International Journal of Research in Advent Technology, Vol.2, No.6, June 2014 E-ISSN: 2321-9637
A Master Slave Cluster Based Approach for Selecting Frequent Item Sets Arshdeep Kaur Kharoud1, Dr. Navdeep Kaur2 1
Student of Master of Technology and 2Associate Professor and Head Department of Computer Science and Engineering Sri Guru Granth Sahib World University Fatehgarh Sahib, Punjab, India Email: arsh.kharoud@gmail.com1 and drnavdeep.sggswu@gmail.com2
Abstract— With the increase of the usage of technology for various applications the size of the databases also increases.

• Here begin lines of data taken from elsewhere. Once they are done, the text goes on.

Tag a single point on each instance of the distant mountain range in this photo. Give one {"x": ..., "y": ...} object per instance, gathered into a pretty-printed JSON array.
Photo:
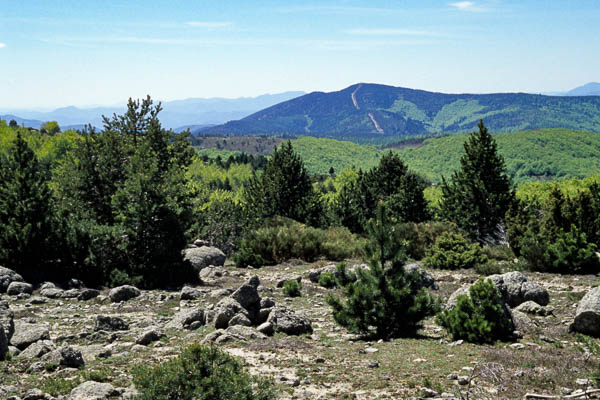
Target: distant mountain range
[
  {"x": 375, "y": 110},
  {"x": 194, "y": 112}
]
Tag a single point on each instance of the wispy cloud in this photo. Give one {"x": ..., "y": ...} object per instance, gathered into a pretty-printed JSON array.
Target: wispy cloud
[
  {"x": 389, "y": 32},
  {"x": 468, "y": 6},
  {"x": 210, "y": 24}
]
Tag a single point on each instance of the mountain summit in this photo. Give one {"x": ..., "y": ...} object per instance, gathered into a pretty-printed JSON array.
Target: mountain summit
[{"x": 372, "y": 109}]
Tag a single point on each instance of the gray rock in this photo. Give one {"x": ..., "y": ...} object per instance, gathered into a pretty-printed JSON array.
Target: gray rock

Data mining or knowledge discovery is the process of digging through and analyzing enormous sets of data and then extracting the meaningful data and data patterns for business as well as real time applications. Various techniques are available for mining the data from databases; clustering is one of the data mining techniques. Clustering is the unsupervised learning process which organizes the data into various clusters having similar properties. In this paper a new approach is proposed which is based on master slave technique. The proposed algorithm works on distributed machines, in which each machine works as a slave or a cluster. The output of the each slave is sent to the master where the final output is obtained. The proposed approach is a bottomup approach. Index Terms— Data mining, Clustering, Maximal frequent patterns.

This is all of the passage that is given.